"I feel like the whole Fourth of July is going to be spent on a bus," David Bober, a 32-year-old El Cerrito resident, told the Contra Costa Times while waiting for a bus in downtown Oakland.
"I'm not sure how long the public is going to take this," he said, explaining he and his friends were planning on taking two buses to a barbeque in San Francisco, a third bus to get to the fireworks and a fourth bus to get back home.
Talks broke off Tuesday with no deal between BART and the union representing its workers, leaving the nation's fifth-largest public transportation system shuttered and forcing commuters to find other ways to get around.
One labor leader told the newspaper Thursday the talks "were not going well."
The union had asked for a 5 percent raise in each of the first three years of a four-year contract.
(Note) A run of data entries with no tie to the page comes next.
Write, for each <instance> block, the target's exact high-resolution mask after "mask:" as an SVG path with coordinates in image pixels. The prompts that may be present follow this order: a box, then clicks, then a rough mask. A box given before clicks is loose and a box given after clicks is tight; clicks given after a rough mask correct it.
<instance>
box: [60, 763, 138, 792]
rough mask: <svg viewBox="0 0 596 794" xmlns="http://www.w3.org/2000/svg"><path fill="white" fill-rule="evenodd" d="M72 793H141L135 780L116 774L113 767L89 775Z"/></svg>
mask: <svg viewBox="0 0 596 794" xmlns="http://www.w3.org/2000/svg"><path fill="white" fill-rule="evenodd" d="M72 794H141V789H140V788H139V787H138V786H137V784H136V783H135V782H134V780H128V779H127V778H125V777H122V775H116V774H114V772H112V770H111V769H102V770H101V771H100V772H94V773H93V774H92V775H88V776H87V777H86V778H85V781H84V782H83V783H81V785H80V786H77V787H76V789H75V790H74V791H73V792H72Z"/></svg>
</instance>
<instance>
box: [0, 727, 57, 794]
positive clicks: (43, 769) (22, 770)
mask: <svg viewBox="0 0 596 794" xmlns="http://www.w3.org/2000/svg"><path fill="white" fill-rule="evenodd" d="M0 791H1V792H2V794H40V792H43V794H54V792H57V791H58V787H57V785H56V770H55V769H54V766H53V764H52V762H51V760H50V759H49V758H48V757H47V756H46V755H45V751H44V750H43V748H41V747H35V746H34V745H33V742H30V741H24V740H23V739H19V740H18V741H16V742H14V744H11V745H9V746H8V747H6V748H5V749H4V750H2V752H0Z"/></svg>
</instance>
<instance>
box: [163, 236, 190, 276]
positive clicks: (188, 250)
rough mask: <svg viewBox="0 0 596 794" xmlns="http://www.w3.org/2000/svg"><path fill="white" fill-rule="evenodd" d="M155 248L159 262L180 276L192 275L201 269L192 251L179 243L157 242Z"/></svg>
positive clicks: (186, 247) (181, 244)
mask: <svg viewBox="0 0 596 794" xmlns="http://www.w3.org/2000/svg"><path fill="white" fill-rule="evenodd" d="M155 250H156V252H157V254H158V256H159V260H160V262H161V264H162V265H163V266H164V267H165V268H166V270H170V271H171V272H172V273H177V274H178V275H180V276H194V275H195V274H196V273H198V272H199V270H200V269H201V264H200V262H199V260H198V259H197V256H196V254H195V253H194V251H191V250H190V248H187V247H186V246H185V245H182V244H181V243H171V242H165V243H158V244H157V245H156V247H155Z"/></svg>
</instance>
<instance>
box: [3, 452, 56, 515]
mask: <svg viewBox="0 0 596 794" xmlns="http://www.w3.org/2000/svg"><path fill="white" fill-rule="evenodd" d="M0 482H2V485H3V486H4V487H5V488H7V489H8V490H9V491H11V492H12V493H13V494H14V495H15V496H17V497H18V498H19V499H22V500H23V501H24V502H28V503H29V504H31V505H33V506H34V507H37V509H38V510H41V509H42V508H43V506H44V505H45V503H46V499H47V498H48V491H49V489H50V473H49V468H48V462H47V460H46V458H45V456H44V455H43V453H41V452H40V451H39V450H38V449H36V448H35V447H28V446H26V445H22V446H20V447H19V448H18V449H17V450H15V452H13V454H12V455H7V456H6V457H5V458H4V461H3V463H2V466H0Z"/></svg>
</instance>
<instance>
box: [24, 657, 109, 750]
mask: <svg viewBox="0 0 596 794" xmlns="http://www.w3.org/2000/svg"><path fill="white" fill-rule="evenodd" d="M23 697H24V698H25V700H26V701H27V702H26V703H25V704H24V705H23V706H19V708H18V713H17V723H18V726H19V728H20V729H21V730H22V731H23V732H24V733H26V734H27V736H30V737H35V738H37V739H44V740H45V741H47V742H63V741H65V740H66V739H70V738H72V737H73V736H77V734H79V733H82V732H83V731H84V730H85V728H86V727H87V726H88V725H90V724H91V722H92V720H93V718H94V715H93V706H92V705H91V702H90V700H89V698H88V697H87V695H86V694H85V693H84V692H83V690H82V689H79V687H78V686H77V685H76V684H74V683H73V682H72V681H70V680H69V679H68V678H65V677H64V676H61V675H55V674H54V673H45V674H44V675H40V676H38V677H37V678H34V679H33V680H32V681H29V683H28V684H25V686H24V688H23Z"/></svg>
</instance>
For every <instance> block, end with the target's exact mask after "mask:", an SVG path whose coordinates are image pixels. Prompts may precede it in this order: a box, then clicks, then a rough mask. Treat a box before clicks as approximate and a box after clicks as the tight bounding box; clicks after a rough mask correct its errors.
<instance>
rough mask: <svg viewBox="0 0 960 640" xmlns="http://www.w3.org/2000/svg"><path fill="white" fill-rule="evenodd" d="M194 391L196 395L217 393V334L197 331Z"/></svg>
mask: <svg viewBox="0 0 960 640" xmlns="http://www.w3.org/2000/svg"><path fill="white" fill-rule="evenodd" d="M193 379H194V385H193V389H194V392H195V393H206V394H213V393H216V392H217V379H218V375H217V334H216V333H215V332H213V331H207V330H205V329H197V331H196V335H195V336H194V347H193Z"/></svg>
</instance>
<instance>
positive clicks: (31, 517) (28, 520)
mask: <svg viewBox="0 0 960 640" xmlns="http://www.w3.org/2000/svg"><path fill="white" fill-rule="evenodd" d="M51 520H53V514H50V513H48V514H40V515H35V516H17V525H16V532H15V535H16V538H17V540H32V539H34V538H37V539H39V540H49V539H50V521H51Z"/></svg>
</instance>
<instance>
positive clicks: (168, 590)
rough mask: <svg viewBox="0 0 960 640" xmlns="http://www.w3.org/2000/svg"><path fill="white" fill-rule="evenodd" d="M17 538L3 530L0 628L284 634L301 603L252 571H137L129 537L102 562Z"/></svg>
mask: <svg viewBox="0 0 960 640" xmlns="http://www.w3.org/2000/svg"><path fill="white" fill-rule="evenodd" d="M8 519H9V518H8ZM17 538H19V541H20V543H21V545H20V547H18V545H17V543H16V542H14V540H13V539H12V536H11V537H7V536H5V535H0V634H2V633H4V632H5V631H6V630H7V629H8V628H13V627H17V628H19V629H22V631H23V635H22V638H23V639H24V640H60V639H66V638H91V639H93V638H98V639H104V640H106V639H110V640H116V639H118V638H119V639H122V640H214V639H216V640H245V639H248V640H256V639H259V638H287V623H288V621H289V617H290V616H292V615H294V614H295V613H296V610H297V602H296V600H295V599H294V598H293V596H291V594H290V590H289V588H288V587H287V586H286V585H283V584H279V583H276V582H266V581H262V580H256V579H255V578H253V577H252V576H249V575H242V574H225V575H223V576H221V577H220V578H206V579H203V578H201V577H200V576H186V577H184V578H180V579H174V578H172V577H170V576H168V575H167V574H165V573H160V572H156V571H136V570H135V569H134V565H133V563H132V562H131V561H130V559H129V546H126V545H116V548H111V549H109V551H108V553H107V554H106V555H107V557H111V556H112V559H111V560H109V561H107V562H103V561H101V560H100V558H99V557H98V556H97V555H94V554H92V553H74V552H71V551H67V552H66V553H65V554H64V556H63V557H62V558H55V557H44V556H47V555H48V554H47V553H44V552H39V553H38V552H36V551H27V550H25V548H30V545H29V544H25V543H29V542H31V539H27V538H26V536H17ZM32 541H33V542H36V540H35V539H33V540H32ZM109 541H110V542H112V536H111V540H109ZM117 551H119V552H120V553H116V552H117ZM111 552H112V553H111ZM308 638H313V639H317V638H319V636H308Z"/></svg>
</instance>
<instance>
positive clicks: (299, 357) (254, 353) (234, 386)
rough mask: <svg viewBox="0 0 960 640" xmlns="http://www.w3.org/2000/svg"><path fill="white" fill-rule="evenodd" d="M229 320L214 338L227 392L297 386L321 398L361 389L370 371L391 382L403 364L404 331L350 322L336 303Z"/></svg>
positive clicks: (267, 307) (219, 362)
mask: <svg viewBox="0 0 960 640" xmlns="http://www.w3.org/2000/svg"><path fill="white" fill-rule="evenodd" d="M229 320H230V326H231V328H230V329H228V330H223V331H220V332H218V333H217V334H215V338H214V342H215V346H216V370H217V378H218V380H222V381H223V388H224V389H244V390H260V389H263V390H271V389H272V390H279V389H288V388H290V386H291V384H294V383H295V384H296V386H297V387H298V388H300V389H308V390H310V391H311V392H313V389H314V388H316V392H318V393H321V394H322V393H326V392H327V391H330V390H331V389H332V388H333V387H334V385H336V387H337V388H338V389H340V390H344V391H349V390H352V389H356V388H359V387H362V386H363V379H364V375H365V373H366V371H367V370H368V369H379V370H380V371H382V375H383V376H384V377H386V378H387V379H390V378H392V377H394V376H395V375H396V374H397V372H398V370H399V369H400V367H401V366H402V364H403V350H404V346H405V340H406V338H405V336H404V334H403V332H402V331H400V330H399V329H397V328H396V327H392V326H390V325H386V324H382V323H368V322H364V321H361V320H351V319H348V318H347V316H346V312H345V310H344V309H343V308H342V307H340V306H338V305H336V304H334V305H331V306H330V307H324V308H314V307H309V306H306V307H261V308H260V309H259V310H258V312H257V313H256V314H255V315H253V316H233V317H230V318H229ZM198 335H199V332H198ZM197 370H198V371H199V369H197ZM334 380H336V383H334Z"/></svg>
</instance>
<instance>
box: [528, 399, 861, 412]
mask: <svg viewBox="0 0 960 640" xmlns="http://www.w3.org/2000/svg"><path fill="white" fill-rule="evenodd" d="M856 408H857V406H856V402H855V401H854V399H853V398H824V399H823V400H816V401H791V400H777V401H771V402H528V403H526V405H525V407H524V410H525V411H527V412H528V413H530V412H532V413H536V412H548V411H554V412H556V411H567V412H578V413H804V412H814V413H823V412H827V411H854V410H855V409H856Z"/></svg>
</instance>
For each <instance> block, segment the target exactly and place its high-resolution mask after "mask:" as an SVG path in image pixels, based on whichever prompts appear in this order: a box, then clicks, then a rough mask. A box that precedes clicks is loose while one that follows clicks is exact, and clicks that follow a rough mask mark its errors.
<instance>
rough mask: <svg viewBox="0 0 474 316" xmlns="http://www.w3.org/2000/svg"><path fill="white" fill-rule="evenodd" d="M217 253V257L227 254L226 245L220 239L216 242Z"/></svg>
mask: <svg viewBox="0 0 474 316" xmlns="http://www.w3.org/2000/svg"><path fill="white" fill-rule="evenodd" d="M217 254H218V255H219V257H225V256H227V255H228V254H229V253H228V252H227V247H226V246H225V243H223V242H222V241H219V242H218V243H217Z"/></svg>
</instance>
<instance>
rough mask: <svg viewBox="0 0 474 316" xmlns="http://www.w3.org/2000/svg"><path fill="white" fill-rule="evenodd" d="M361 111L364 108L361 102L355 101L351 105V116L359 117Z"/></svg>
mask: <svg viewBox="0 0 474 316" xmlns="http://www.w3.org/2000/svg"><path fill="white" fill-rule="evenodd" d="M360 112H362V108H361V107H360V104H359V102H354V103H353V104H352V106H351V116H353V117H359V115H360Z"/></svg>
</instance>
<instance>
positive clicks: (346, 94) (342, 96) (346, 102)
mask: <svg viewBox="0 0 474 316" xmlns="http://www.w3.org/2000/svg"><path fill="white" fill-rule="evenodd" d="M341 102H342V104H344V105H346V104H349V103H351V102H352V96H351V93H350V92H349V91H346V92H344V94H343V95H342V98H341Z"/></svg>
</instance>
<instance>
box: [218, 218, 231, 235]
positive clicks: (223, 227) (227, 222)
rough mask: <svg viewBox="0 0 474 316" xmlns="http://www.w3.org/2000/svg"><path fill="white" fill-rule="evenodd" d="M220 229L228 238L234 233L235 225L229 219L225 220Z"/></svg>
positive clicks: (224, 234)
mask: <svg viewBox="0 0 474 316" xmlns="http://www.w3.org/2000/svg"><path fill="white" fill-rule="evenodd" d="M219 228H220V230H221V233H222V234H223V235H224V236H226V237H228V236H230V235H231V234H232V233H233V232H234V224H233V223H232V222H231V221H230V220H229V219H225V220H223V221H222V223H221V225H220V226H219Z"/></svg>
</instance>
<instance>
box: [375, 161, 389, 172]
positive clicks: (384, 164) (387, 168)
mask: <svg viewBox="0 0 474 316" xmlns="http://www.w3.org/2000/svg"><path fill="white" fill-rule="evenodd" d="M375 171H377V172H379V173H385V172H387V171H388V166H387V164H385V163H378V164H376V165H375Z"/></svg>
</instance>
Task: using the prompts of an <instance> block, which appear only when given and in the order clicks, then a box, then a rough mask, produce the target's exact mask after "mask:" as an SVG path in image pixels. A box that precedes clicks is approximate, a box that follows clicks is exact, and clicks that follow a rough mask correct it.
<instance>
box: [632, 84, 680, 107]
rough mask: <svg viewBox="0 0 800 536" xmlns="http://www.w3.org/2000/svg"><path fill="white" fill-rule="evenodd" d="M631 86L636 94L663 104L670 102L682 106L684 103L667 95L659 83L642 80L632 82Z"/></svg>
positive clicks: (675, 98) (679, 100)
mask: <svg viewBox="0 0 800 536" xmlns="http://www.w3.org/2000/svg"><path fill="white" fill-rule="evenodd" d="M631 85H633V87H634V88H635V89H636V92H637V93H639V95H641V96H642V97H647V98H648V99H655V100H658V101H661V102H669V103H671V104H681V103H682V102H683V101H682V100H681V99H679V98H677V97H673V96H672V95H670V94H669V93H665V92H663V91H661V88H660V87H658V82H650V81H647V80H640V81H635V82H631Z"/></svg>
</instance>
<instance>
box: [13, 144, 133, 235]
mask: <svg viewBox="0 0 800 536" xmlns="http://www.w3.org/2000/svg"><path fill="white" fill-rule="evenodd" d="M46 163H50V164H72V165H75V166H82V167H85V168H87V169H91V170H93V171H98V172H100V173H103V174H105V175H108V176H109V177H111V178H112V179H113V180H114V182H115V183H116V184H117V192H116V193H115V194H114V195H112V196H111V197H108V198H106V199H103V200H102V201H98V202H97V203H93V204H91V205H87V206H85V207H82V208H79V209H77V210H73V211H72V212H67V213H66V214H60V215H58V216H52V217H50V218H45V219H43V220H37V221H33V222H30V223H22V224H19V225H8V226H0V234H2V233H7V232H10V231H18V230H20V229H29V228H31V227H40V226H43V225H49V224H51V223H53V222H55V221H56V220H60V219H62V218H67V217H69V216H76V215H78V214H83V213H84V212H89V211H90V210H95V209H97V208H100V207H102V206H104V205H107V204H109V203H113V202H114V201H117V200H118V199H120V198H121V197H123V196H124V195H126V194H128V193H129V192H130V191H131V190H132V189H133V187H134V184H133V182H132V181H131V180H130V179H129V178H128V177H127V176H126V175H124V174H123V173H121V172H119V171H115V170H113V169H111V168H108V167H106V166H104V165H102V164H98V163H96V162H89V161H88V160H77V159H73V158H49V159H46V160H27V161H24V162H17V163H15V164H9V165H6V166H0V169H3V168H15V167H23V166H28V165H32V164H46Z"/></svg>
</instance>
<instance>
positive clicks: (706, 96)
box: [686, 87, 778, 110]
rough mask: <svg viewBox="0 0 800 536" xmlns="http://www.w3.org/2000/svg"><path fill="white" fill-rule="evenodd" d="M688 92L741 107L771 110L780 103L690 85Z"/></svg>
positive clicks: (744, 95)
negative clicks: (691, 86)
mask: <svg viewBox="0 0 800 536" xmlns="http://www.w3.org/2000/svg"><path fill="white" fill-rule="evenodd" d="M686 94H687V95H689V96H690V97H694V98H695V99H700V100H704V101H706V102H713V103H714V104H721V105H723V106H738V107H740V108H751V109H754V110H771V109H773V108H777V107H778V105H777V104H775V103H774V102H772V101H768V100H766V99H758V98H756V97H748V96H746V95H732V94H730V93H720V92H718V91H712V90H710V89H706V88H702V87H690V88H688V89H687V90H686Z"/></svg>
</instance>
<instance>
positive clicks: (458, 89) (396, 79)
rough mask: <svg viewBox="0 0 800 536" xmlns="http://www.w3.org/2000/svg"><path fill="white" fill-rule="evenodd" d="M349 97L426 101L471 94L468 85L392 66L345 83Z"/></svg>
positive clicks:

BART management countered with a 2 percent raise for each year of the contract, which covers 2,400 workers who keep the trains running.
BART said union train operators and station agents average about $82,000 per year, including more than $10,000 in overtime pay. The workers pay a flat $92 monthly fee for health insurance.
The system includes 44 stations and 104 miles of lines. More than 40 percent of commuters traveling to San Francisco daily from the East Bay use the BART system, said John Goodwin, a spokesman for the Metropolitan Transportation Commission.